Great! We take donations in unmarked 20s and 50s.

Longer-term hopes

  1. I hope these protocols have a clarifying effect for people who want to gain a better understanding of the various steps involved in doing de novo mRNAseq assembly. In particular, it's remarkably difficult to find a detailed HOWTO on how to deal with raw reads all the way through annotation and differential expression analysis.
  2. Imagine a world where it's copy-and-paste, and $150 of compute resources, to assemble and annotate a transcriptome! Wouldn't that be neat?
  3. We are planning to instrument the protocols with all sorts of performance metrics and diagnostic outputs, so that we can understand where the bottlenecks are. (See Leigh's initial blog post on this.)
  4. Right now there's no good way to investigate the impact of different primer trimming and quality filtering programs, much less different assemblers, on the output. We will be building such tools around these protocols.
  5. We'd like to set up comparative metrics, both on the computational side and on the performance side (think Assemblathon 2, but for transcriptomes and metagenomes). This will help us evaluate our own future work, as well as serve as one possible platform for evaluating and reviewing new assemblers.
  6. Hopefully people will get angry with us for being so naive about transcriptome and metagenome assembly and demonstrate to us why we are wrong. Then we will fix our protocols accordingly.
  7. Some time soon we plan to start offering to run your animal mRNAseq assemblies for you, using these protocols. Read more here.
  8. These protocols can also serve as substrates for the development, testing, and integration of new technology, like error correction.

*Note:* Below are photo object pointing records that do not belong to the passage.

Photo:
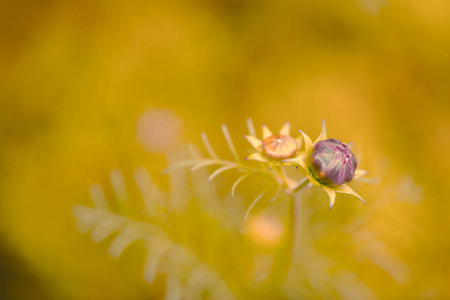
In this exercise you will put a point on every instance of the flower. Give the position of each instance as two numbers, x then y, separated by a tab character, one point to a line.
274	148
329	163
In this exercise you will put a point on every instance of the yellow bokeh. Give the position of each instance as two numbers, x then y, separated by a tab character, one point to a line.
82	84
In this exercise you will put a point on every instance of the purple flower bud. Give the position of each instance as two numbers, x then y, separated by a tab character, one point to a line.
332	163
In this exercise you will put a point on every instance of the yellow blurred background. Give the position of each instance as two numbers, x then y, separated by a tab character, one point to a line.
79	79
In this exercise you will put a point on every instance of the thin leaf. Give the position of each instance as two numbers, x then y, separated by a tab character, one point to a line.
249	209
348	190
208	147
85	216
235	184
174	288
123	240
299	184
251	127
226	133
256	156
154	255
222	169
105	228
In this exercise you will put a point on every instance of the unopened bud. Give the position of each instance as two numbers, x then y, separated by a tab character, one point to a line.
332	163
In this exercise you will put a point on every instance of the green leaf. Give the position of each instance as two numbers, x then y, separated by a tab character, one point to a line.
233	150
222	169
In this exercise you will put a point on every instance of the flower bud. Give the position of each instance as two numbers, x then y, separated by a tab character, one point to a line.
332	163
279	147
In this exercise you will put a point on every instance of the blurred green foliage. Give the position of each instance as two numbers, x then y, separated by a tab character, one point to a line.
75	76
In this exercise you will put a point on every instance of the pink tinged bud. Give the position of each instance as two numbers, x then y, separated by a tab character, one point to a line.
279	147
332	163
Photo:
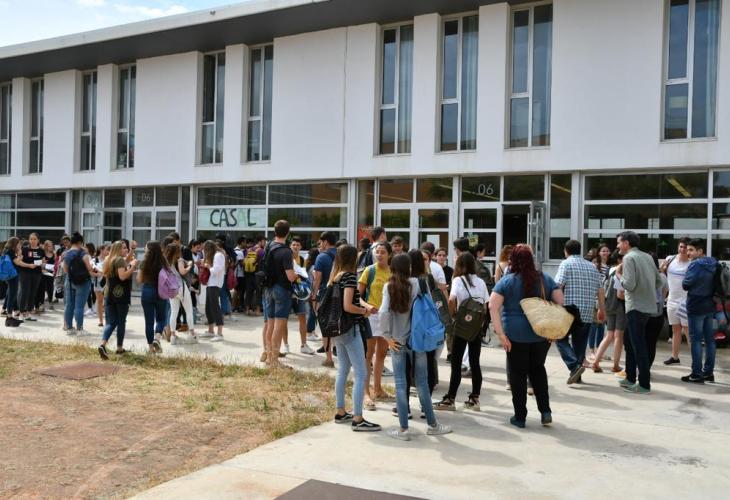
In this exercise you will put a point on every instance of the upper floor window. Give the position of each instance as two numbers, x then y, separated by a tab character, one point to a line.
214	75
396	94
6	94
690	86
125	128
35	165
88	122
459	84
259	104
532	33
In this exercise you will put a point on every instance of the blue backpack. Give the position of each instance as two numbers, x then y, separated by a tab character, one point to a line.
7	268
427	330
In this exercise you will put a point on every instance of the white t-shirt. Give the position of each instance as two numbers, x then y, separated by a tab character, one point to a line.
478	291
675	275
438	273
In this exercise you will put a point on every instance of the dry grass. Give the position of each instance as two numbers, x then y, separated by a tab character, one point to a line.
170	415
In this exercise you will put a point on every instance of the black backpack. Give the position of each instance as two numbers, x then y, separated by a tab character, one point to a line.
77	272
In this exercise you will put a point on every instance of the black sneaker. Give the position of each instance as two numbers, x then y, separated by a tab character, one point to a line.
694	379
342	419
365	426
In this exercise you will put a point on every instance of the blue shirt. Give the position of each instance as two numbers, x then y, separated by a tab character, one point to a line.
514	321
324	264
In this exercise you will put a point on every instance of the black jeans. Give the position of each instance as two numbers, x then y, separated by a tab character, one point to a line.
457	353
528	359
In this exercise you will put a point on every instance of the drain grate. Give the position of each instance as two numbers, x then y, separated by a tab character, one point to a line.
79	371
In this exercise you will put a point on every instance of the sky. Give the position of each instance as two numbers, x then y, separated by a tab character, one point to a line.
28	20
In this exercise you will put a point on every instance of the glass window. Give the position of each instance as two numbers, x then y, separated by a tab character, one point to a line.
690	91
524	188
259	114
649	187
480	188
530	101
315	194
459	84
213	105
396	191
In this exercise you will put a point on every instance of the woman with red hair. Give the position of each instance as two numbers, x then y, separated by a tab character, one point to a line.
526	351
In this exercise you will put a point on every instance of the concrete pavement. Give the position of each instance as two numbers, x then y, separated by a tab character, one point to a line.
604	443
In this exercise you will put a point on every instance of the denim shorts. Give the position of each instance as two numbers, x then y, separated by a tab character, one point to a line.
277	303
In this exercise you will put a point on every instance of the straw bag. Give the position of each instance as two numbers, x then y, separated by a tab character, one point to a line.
548	319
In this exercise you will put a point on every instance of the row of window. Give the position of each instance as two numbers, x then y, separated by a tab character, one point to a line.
690	90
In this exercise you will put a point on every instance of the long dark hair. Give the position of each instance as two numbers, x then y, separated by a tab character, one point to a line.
465	266
399	288
522	263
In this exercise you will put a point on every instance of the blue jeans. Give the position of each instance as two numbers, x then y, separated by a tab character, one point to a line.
350	353
116	317
154	312
420	376
574	355
74	300
637	353
700	328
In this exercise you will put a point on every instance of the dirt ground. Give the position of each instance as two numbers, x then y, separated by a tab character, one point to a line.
154	420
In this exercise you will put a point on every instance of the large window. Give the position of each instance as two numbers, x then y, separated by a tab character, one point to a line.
214	75
6	94
259	108
35	165
529	104
88	122
690	90
125	130
459	84
396	93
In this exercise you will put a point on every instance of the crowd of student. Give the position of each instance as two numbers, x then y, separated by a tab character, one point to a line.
618	300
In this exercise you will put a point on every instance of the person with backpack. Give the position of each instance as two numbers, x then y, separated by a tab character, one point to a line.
78	269
153	305
703	281
468	306
526	351
396	313
370	288
350	350
9	274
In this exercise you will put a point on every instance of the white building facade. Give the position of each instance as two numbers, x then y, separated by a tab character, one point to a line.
502	121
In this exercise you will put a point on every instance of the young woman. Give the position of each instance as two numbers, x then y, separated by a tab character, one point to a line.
525	349
153	306
465	284
10	306
395	319
215	261
350	351
370	288
76	294
117	295
29	265
181	268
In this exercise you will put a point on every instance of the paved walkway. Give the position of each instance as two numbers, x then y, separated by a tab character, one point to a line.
604	443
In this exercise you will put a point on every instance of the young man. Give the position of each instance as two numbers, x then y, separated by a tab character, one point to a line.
581	284
699	283
277	294
675	267
640	280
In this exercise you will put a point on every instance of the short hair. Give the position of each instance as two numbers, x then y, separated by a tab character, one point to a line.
572	247
629	237
329	237
698	243
281	228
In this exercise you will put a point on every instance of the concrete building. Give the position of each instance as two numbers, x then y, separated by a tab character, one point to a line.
503	121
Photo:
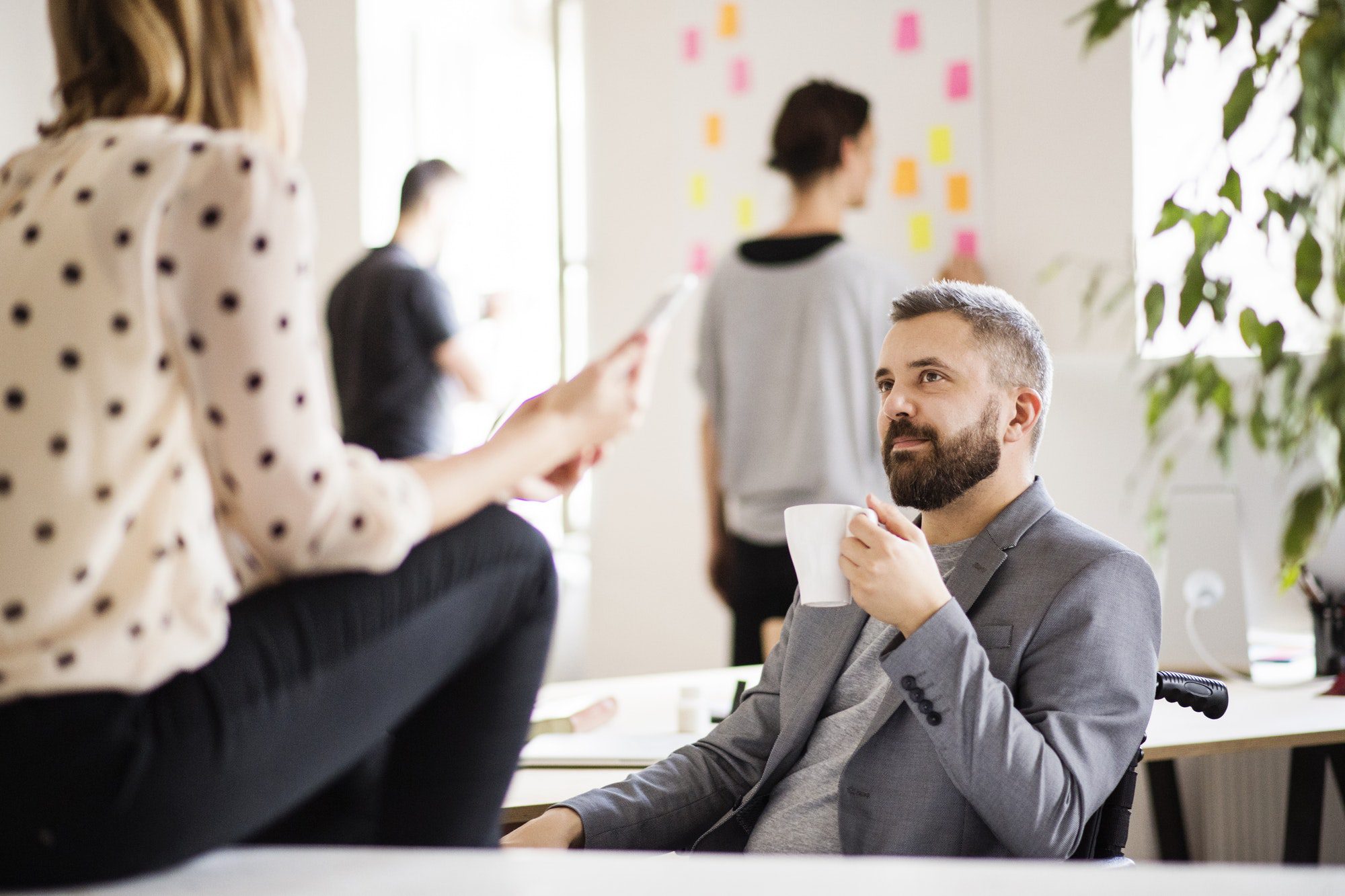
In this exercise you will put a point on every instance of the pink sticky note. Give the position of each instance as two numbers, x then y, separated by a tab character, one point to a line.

8. Did I mention everything's on github? It's also under CC0, like almost everything else we do. This means that

  • you can copy, adapt, modify, and remix the protocols;
  • you can contribute openly, with credit, to them, via a well-understood process (again, see github flow);
  • and, of course, you can do whatever else you want to do with them.
  1. Sequencing is now an undergraduate-level project, but I don't think de novo assembly is just yet. Hopefully we can help make it one!

I've already found these protocols really useful just for my own lab and my collaborators; I hope the larger world finds them just as useful.